# what kind of plants are safe for bettas?



## richardrotten (May 6, 2008)

im looking for live plants to put in my betta tank. i dont know what is safe/isnt safe. i want to throw some bamboo in the tank but i dont want to kill my fish, can anybody help me out?
im pretty new to having fish so any advice is appreciated. thanks!


----------



## fish_4_all (Nov 13, 2006)

Bamboo is not my first choice. If it doesn't grow or parts of the submerged plant start to rot it will pollute the tank.

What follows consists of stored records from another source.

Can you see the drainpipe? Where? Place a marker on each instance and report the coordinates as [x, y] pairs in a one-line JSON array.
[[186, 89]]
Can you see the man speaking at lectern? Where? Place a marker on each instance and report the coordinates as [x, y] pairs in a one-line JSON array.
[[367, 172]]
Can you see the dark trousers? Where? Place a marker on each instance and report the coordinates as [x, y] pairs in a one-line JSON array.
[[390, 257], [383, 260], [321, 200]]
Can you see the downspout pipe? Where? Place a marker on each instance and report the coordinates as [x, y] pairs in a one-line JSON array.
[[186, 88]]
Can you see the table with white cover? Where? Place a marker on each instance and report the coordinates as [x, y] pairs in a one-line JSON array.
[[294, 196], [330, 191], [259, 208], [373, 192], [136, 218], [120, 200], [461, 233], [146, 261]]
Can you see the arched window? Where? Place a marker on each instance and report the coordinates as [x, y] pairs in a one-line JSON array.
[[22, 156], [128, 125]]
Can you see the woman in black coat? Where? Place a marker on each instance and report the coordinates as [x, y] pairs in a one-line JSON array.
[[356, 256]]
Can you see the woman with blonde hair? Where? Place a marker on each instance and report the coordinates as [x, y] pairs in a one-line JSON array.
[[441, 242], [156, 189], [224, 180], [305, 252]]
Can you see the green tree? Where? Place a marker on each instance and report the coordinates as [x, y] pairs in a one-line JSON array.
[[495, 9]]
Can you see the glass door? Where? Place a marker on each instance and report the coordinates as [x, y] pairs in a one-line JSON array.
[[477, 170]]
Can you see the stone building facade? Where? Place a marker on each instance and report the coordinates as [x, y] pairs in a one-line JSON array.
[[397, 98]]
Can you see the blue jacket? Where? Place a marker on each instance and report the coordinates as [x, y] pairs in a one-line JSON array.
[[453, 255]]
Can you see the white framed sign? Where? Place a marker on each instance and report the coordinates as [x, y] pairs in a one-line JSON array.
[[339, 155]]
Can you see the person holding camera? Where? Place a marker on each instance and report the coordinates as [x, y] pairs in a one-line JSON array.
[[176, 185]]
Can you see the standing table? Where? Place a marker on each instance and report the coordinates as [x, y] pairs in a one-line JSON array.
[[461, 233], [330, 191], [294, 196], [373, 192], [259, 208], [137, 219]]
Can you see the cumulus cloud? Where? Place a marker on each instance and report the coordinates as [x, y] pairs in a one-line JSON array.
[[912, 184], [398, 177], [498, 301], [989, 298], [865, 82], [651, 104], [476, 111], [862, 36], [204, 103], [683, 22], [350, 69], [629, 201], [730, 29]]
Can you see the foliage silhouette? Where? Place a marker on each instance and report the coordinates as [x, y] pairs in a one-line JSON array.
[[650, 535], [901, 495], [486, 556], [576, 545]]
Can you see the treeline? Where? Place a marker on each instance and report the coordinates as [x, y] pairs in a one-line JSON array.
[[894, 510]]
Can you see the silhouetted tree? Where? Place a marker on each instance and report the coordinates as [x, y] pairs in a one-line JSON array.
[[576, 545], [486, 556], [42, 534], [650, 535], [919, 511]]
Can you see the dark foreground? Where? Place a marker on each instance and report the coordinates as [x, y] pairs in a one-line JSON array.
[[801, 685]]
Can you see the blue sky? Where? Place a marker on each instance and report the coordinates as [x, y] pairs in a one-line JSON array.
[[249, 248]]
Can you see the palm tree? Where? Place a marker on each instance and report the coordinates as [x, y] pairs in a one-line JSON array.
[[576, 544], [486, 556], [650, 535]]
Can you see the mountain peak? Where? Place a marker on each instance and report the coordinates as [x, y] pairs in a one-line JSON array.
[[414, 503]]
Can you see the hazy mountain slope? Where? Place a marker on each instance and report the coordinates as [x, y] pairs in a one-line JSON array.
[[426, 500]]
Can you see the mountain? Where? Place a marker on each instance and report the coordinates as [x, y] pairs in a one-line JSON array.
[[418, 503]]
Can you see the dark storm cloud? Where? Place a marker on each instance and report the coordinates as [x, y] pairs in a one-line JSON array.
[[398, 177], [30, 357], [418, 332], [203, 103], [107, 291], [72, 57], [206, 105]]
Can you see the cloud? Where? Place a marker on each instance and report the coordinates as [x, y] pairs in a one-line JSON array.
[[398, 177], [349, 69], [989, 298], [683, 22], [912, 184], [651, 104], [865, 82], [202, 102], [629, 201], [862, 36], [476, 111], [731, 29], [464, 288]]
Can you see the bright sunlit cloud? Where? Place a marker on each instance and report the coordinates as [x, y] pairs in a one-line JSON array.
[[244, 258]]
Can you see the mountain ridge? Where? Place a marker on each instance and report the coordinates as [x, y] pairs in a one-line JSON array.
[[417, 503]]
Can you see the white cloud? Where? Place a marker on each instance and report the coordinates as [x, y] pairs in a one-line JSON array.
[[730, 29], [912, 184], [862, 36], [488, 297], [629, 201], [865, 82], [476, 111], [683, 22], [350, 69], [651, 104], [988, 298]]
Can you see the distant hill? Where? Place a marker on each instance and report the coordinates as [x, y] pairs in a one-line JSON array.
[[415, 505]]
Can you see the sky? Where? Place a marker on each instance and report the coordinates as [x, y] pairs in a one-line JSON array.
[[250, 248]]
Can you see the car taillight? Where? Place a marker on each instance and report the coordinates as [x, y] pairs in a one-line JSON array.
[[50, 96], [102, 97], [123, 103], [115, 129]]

Best choices without having to worry about getting more light or a good substrate are Elodea/anacharis and Jave fern. Easy to grow and won't need much light. A small flourescent light is all you need for it to grow and maybe a small dose of Micro ferts once a week.


----------



## JMeenen (Apr 7, 2008)

Java Fern...Bettas like them


----------



## tophat665 (Sep 30, 2006)

Bettas love them some floating plants. Frogbit is good, but mine really seems to groove on the ball of riccia I have floating in the tank. If you have the room, a floating watersprite would make a good plant for a betta, but most betta tanks are small enough that watersprite will choke the surface and send roots to the bottom.

For the record, my betta tanks have had Java moss, java fern, Hygro polysperma and difformis, Rotala indica, Anubias nana, and various cryptocorynes. The one I am working on now has glosso, dwarf sags, Rotala indica, Ambuila aquatica, and Cryptocoryne wendtii, but that's a bit higher tech than you're looking for.


----------



## richardrotten (May 6, 2008)

thanks for the advice. i'll get some low maintenance plants to start off with
thanks for the help


----------